Anna Matuszewicz, zwyciężczyni skoku w dal – 6,61 (halowy rekord Polski U-23)

Oby w lutym było jeszcze dalej, bo rozkręcam się, jestem jeszcze w treningu, nie jestem „wyświeżona”. Ale na spokojnie, w tym sezonie się nie podpalam. Jest zdrowie, jest wszystko na swoim miejscu, wszystko jest poukładane tak, jak w końcu powinno być. Dziś mogło być jeszcze trochę dalej, ten skok nie był bardzo dobry, był po prostu dobry.

Super, że skok w dal idzie tak do przodu, że dziewczyny się rozwijają, szczególnie nasze, polskie zawodniczki, bo w ostatnich latach było z tym troszeczkę gorzej. Ale na szczęście zaczynamy powoli gonić światową czołówkę.

Aczkolwiek to jest pierwszy sezon, gdzie ja absolutnie nie myślę o imprezie międzynarodowej. Prześmiewczo nawet zarezerwowałam sobie wakacje na ten termin – specjalnie, żeby na nie nie pojechać. Żeby się po prostu nie nakręcać, nie stresować, bo w sezonie letnim bardzo mi zależało na mistrzostwach Europy w Rzymie. Robiłam wszystko, żeby tam się dostać – i zabrakło. Troszeczkę zdrowia, szczęścia, ale zabrakło, więc w tym sezonie bawię się tym wszystkim i oby było jak najdalej.

Anna Matuszewicz

Współpraca z profesorem Blecharzem pomaga

Nikola Horowska, druga w skoku w dal – 6,57 (najlepszy wynik w sezonie)

Chyba jestem zawsze bardzo gościnna, bo do tej pory nigdy tu nie wygrałam. Cieszy mnie, że w ostatnim skoku umiałam się zmobilizować, mimo że usłyszałam, że moja koleżanka uzyskała bardzo dobry wynik. Szkoda, że zabrakło tych pięciu centymetrów, żeby tutaj wygrać, ale ja też się rozpędzam. Jestem po sezonie olimpijskim, więc cały czas szukam najlepszej formy, która wierzę, że będzie na mistrzostwach Polski i myślę, że na mistrzostwach Europy.

Szkoda drugiego skoku, mógł być bardzo daleki, bo to był skok sprzed belki. Tak samo z rozmowy z tatą wiem, że skoki próbne były bardzo obiecujące. I trochę może brakowało mi nawet jednej próby, bo z każdym skokiem się napędzałam i super mi się tu skakało, więc myślę, że mogłam skoczyć jeszcze dalej. Ale skończyło się na wyniku 6,57.

Widzę, że współpraca z profesorem Blecharzem pomaga.
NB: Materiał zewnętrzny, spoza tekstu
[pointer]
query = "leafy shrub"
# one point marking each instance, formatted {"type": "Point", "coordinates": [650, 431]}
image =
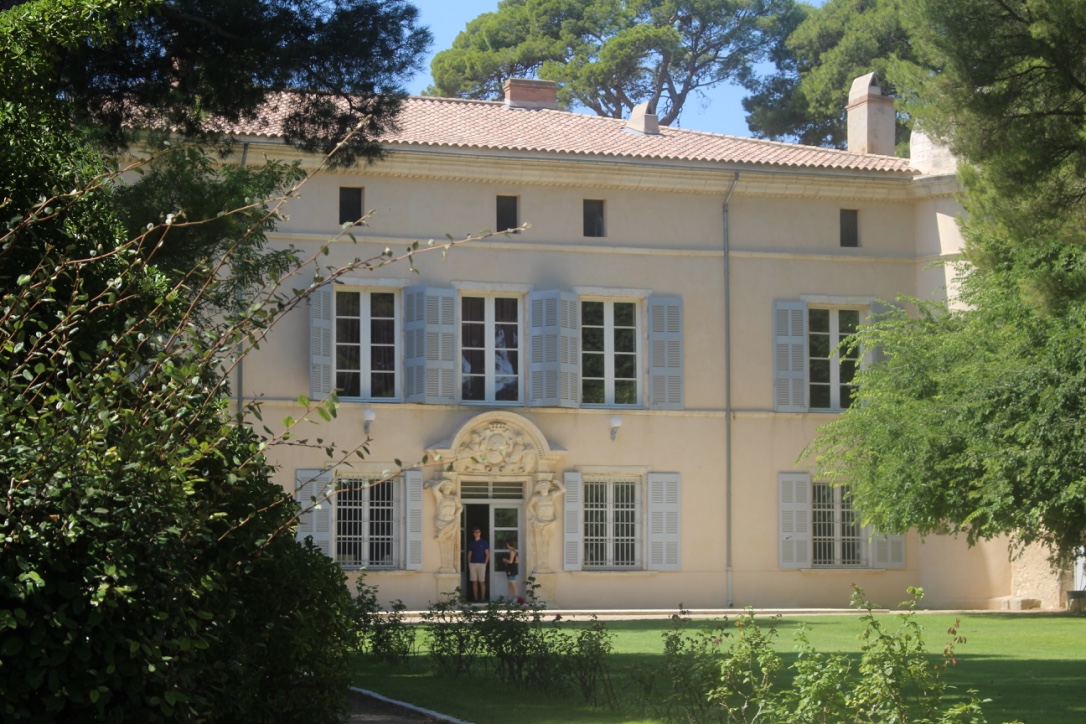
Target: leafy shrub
{"type": "Point", "coordinates": [455, 642]}
{"type": "Point", "coordinates": [522, 647]}
{"type": "Point", "coordinates": [384, 634]}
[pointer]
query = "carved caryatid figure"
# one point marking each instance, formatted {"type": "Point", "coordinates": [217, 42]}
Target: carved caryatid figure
{"type": "Point", "coordinates": [542, 512]}
{"type": "Point", "coordinates": [446, 522]}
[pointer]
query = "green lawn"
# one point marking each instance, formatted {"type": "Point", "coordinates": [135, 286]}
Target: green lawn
{"type": "Point", "coordinates": [1032, 668]}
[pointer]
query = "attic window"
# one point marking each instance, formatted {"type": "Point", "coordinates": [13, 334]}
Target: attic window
{"type": "Point", "coordinates": [507, 213]}
{"type": "Point", "coordinates": [350, 204]}
{"type": "Point", "coordinates": [594, 217]}
{"type": "Point", "coordinates": [849, 228]}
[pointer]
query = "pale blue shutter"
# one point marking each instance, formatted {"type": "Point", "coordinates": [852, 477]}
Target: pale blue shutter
{"type": "Point", "coordinates": [321, 367]}
{"type": "Point", "coordinates": [429, 345]}
{"type": "Point", "coordinates": [790, 356]}
{"type": "Point", "coordinates": [314, 491]}
{"type": "Point", "coordinates": [794, 506]}
{"type": "Point", "coordinates": [665, 352]}
{"type": "Point", "coordinates": [413, 483]}
{"type": "Point", "coordinates": [887, 550]}
{"type": "Point", "coordinates": [555, 342]}
{"type": "Point", "coordinates": [571, 549]}
{"type": "Point", "coordinates": [664, 529]}
{"type": "Point", "coordinates": [880, 307]}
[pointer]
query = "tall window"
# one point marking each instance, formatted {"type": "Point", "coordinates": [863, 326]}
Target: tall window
{"type": "Point", "coordinates": [490, 348]}
{"type": "Point", "coordinates": [611, 523]}
{"type": "Point", "coordinates": [594, 218]}
{"type": "Point", "coordinates": [609, 353]}
{"type": "Point", "coordinates": [350, 204]}
{"type": "Point", "coordinates": [836, 537]}
{"type": "Point", "coordinates": [507, 216]}
{"type": "Point", "coordinates": [365, 523]}
{"type": "Point", "coordinates": [831, 369]}
{"type": "Point", "coordinates": [365, 344]}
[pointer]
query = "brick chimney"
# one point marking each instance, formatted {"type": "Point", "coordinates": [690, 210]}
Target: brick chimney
{"type": "Point", "coordinates": [871, 118]}
{"type": "Point", "coordinates": [525, 93]}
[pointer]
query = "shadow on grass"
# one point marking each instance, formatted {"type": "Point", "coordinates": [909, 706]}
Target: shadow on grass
{"type": "Point", "coordinates": [1033, 691]}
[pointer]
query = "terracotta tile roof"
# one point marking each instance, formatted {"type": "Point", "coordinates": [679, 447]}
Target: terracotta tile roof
{"type": "Point", "coordinates": [490, 125]}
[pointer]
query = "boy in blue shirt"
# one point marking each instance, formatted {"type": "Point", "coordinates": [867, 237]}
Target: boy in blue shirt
{"type": "Point", "coordinates": [478, 558]}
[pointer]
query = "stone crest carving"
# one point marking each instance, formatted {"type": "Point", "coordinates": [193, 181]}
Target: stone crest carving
{"type": "Point", "coordinates": [497, 448]}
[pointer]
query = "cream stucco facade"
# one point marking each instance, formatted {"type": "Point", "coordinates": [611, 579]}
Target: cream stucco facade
{"type": "Point", "coordinates": [694, 494]}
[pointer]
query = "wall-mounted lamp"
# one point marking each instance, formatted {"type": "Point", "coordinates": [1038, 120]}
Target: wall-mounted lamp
{"type": "Point", "coordinates": [616, 423]}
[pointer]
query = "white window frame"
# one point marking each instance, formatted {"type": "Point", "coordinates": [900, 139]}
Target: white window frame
{"type": "Point", "coordinates": [615, 531]}
{"type": "Point", "coordinates": [324, 502]}
{"type": "Point", "coordinates": [379, 505]}
{"type": "Point", "coordinates": [656, 522]}
{"type": "Point", "coordinates": [834, 359]}
{"type": "Point", "coordinates": [490, 376]}
{"type": "Point", "coordinates": [792, 350]}
{"type": "Point", "coordinates": [837, 540]}
{"type": "Point", "coordinates": [796, 531]}
{"type": "Point", "coordinates": [609, 353]}
{"type": "Point", "coordinates": [365, 343]}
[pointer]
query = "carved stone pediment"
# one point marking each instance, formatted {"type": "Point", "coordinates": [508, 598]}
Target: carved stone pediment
{"type": "Point", "coordinates": [500, 443]}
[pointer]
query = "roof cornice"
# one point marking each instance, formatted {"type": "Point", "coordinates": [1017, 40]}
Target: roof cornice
{"type": "Point", "coordinates": [661, 176]}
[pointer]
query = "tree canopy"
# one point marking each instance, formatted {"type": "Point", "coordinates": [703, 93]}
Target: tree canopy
{"type": "Point", "coordinates": [148, 563]}
{"type": "Point", "coordinates": [190, 66]}
{"type": "Point", "coordinates": [974, 422]}
{"type": "Point", "coordinates": [816, 63]}
{"type": "Point", "coordinates": [609, 55]}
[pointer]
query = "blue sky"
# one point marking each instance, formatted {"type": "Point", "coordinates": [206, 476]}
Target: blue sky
{"type": "Point", "coordinates": [721, 112]}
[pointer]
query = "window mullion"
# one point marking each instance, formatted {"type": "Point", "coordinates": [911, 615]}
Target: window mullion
{"type": "Point", "coordinates": [490, 355]}
{"type": "Point", "coordinates": [609, 353]}
{"type": "Point", "coordinates": [365, 325]}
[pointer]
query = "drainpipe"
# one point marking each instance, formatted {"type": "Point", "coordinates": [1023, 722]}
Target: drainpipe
{"type": "Point", "coordinates": [728, 401]}
{"type": "Point", "coordinates": [241, 358]}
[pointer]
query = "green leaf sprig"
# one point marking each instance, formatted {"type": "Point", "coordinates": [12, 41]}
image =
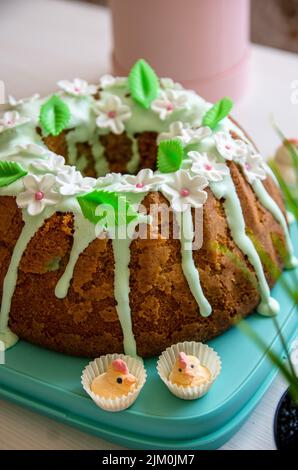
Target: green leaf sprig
{"type": "Point", "coordinates": [10, 172]}
{"type": "Point", "coordinates": [143, 83]}
{"type": "Point", "coordinates": [54, 116]}
{"type": "Point", "coordinates": [170, 155]}
{"type": "Point", "coordinates": [217, 113]}
{"type": "Point", "coordinates": [117, 210]}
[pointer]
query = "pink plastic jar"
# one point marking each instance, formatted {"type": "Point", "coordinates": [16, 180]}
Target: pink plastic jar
{"type": "Point", "coordinates": [203, 44]}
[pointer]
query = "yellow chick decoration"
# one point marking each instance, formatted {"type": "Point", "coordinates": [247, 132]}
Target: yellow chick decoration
{"type": "Point", "coordinates": [188, 371]}
{"type": "Point", "coordinates": [116, 382]}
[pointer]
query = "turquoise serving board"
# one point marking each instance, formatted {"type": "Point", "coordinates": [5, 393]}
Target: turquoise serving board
{"type": "Point", "coordinates": [49, 383]}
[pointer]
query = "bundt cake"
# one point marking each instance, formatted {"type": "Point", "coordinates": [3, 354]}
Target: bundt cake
{"type": "Point", "coordinates": [133, 215]}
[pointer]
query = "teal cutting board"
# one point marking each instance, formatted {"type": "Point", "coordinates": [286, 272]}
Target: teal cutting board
{"type": "Point", "coordinates": [49, 383]}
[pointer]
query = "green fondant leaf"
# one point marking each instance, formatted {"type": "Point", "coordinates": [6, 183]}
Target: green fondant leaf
{"type": "Point", "coordinates": [217, 113]}
{"type": "Point", "coordinates": [143, 83]}
{"type": "Point", "coordinates": [170, 155]}
{"type": "Point", "coordinates": [115, 209]}
{"type": "Point", "coordinates": [10, 172]}
{"type": "Point", "coordinates": [54, 116]}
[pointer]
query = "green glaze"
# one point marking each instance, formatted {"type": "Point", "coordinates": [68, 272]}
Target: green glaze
{"type": "Point", "coordinates": [121, 249]}
{"type": "Point", "coordinates": [82, 128]}
{"type": "Point", "coordinates": [84, 234]}
{"type": "Point", "coordinates": [189, 268]}
{"type": "Point", "coordinates": [226, 190]}
{"type": "Point", "coordinates": [31, 226]}
{"type": "Point", "coordinates": [269, 203]}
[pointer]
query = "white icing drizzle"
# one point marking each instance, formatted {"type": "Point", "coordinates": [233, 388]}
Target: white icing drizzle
{"type": "Point", "coordinates": [84, 234]}
{"type": "Point", "coordinates": [133, 164]}
{"type": "Point", "coordinates": [269, 203]}
{"type": "Point", "coordinates": [101, 164]}
{"type": "Point", "coordinates": [121, 249]}
{"type": "Point", "coordinates": [189, 268]}
{"type": "Point", "coordinates": [31, 226]}
{"type": "Point", "coordinates": [82, 128]}
{"type": "Point", "coordinates": [226, 189]}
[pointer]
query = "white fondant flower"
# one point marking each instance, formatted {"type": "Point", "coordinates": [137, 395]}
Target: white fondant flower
{"type": "Point", "coordinates": [12, 119]}
{"type": "Point", "coordinates": [72, 182]}
{"type": "Point", "coordinates": [112, 113]}
{"type": "Point", "coordinates": [111, 182]}
{"type": "Point", "coordinates": [39, 193]}
{"type": "Point", "coordinates": [108, 81]}
{"type": "Point", "coordinates": [169, 101]}
{"type": "Point", "coordinates": [32, 150]}
{"type": "Point", "coordinates": [143, 181]}
{"type": "Point", "coordinates": [229, 148]}
{"type": "Point", "coordinates": [14, 102]}
{"type": "Point", "coordinates": [78, 87]}
{"type": "Point", "coordinates": [207, 166]}
{"type": "Point", "coordinates": [185, 190]}
{"type": "Point", "coordinates": [168, 83]}
{"type": "Point", "coordinates": [253, 167]}
{"type": "Point", "coordinates": [183, 132]}
{"type": "Point", "coordinates": [53, 164]}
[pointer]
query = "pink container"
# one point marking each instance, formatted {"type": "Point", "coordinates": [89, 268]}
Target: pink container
{"type": "Point", "coordinates": [203, 44]}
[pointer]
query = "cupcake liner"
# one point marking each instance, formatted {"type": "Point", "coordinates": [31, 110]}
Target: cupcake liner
{"type": "Point", "coordinates": [99, 366]}
{"type": "Point", "coordinates": [208, 357]}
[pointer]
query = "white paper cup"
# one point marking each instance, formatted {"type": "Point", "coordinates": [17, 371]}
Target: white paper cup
{"type": "Point", "coordinates": [208, 358]}
{"type": "Point", "coordinates": [99, 366]}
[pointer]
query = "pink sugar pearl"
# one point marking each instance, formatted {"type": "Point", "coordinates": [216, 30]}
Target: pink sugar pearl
{"type": "Point", "coordinates": [112, 114]}
{"type": "Point", "coordinates": [208, 167]}
{"type": "Point", "coordinates": [184, 192]}
{"type": "Point", "coordinates": [39, 196]}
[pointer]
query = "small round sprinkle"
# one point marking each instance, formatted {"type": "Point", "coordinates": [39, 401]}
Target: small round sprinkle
{"type": "Point", "coordinates": [39, 196]}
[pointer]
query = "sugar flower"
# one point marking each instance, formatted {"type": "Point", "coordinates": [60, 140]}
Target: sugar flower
{"type": "Point", "coordinates": [253, 167]}
{"type": "Point", "coordinates": [112, 113]}
{"type": "Point", "coordinates": [72, 182]}
{"type": "Point", "coordinates": [39, 193]}
{"type": "Point", "coordinates": [183, 132]}
{"type": "Point", "coordinates": [32, 150]}
{"type": "Point", "coordinates": [169, 101]}
{"type": "Point", "coordinates": [110, 182]}
{"type": "Point", "coordinates": [168, 83]}
{"type": "Point", "coordinates": [229, 148]}
{"type": "Point", "coordinates": [78, 87]}
{"type": "Point", "coordinates": [108, 81]}
{"type": "Point", "coordinates": [143, 181]}
{"type": "Point", "coordinates": [205, 165]}
{"type": "Point", "coordinates": [12, 119]}
{"type": "Point", "coordinates": [52, 164]}
{"type": "Point", "coordinates": [184, 190]}
{"type": "Point", "coordinates": [14, 102]}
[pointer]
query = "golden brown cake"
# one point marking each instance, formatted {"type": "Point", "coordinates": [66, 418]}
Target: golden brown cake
{"type": "Point", "coordinates": [70, 288]}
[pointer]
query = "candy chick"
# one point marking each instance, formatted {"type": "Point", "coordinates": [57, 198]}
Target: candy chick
{"type": "Point", "coordinates": [188, 371]}
{"type": "Point", "coordinates": [116, 382]}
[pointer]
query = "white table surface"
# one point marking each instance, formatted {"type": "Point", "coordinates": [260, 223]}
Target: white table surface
{"type": "Point", "coordinates": [42, 41]}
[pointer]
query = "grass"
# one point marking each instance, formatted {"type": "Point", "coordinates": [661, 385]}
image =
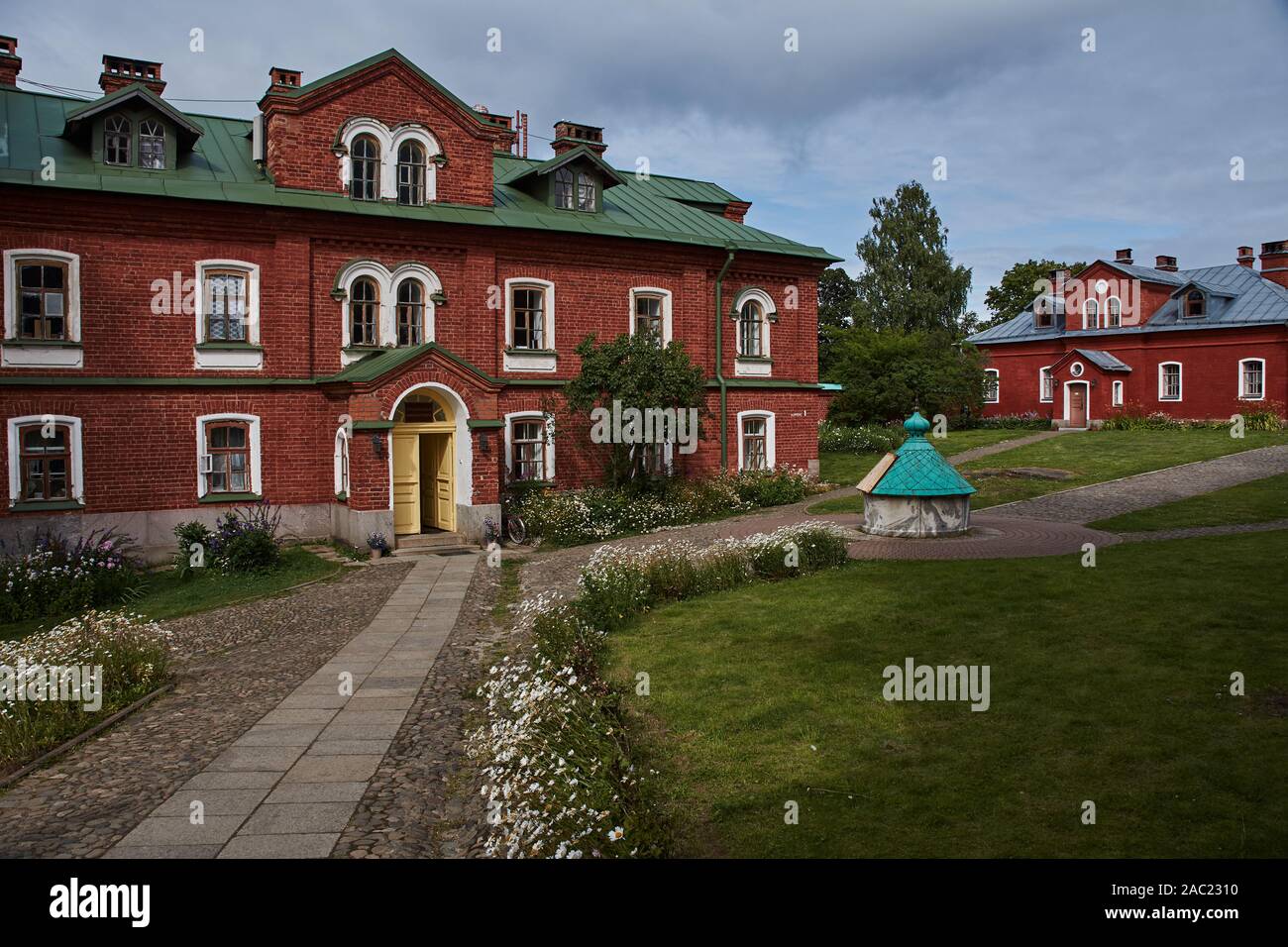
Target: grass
{"type": "Point", "coordinates": [1256, 501]}
{"type": "Point", "coordinates": [166, 595]}
{"type": "Point", "coordinates": [1091, 457]}
{"type": "Point", "coordinates": [837, 467]}
{"type": "Point", "coordinates": [1108, 684]}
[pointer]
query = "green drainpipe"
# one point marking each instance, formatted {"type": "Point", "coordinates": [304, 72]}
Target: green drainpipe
{"type": "Point", "coordinates": [720, 379]}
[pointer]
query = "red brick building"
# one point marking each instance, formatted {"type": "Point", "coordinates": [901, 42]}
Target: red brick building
{"type": "Point", "coordinates": [361, 305]}
{"type": "Point", "coordinates": [1190, 343]}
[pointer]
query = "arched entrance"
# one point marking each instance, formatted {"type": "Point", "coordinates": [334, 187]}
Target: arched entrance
{"type": "Point", "coordinates": [424, 463]}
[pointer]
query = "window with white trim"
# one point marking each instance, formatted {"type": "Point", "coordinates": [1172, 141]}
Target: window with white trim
{"type": "Point", "coordinates": [755, 440]}
{"type": "Point", "coordinates": [46, 464]}
{"type": "Point", "coordinates": [42, 308]}
{"type": "Point", "coordinates": [1046, 384]}
{"type": "Point", "coordinates": [1252, 379]}
{"type": "Point", "coordinates": [228, 457]}
{"type": "Point", "coordinates": [342, 462]}
{"type": "Point", "coordinates": [528, 446]}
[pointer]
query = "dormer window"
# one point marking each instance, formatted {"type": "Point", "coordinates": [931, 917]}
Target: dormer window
{"type": "Point", "coordinates": [1196, 304]}
{"type": "Point", "coordinates": [563, 188]}
{"type": "Point", "coordinates": [411, 172]}
{"type": "Point", "coordinates": [585, 192]}
{"type": "Point", "coordinates": [116, 140]}
{"type": "Point", "coordinates": [365, 180]}
{"type": "Point", "coordinates": [153, 145]}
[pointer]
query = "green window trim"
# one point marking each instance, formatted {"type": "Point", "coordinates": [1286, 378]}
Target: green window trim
{"type": "Point", "coordinates": [230, 497]}
{"type": "Point", "coordinates": [46, 505]}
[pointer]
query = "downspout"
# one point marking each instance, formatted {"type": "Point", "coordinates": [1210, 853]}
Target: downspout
{"type": "Point", "coordinates": [720, 377]}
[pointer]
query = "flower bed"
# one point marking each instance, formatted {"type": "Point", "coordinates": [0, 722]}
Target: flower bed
{"type": "Point", "coordinates": [561, 780]}
{"type": "Point", "coordinates": [56, 578]}
{"type": "Point", "coordinates": [574, 517]}
{"type": "Point", "coordinates": [132, 652]}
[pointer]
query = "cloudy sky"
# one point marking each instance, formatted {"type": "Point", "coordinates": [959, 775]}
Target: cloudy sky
{"type": "Point", "coordinates": [1050, 150]}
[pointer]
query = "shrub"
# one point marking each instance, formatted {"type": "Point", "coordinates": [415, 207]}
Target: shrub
{"type": "Point", "coordinates": [132, 652]}
{"type": "Point", "coordinates": [243, 541]}
{"type": "Point", "coordinates": [555, 744]}
{"type": "Point", "coordinates": [60, 577]}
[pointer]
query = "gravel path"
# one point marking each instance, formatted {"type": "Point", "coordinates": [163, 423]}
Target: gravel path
{"type": "Point", "coordinates": [1129, 493]}
{"type": "Point", "coordinates": [235, 665]}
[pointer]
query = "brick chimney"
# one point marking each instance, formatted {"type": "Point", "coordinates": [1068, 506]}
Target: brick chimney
{"type": "Point", "coordinates": [570, 134]}
{"type": "Point", "coordinates": [1274, 262]}
{"type": "Point", "coordinates": [279, 77]}
{"type": "Point", "coordinates": [119, 72]}
{"type": "Point", "coordinates": [9, 62]}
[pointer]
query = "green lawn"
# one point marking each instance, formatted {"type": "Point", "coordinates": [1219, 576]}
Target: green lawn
{"type": "Point", "coordinates": [1108, 684]}
{"type": "Point", "coordinates": [1257, 501]}
{"type": "Point", "coordinates": [167, 596]}
{"type": "Point", "coordinates": [1091, 457]}
{"type": "Point", "coordinates": [848, 470]}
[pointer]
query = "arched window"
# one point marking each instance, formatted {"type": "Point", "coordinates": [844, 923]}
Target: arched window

I chyba najbardziej cieszy mnie to, że potrafię teraz się zmobilizować na ostatnią próbę. Do tej pory było to niemożliwe, a teraz łapię pewność siebie, że ostatni skok u mnie też jest mocny i do samego końca rywalki mogą się mnie bać.

Cieszę się, że kibice dopisali. Myślę, że mogło być ich jeszcze więcej, ale mam nadzieję, że jeśli ten mityng będzie kontynuowany, to lekka atletyka w Gorzowie jeszcze bardziej będzie rozpromowana. I ludzie zobaczą, że naprawdę warto przyjść dla nas i nam kibicować, bo tu padają świetne wyniki.

Nikola Horowska

Czerpię każdą minutę z bycia tutaj

Maciej Lepiato, bez wyniku w skoku wzwyż

My mamy imprezę docelową dopiero we wrześniu i do sezonu halowego w ogóle się nie przygotowujemy. A w moim wieku już jednak trzeba się przygotować do tych startów. I te przygotowania na razie wyglądały tak, żeby tutaj sobie krzywdy po prostu nie zrobić.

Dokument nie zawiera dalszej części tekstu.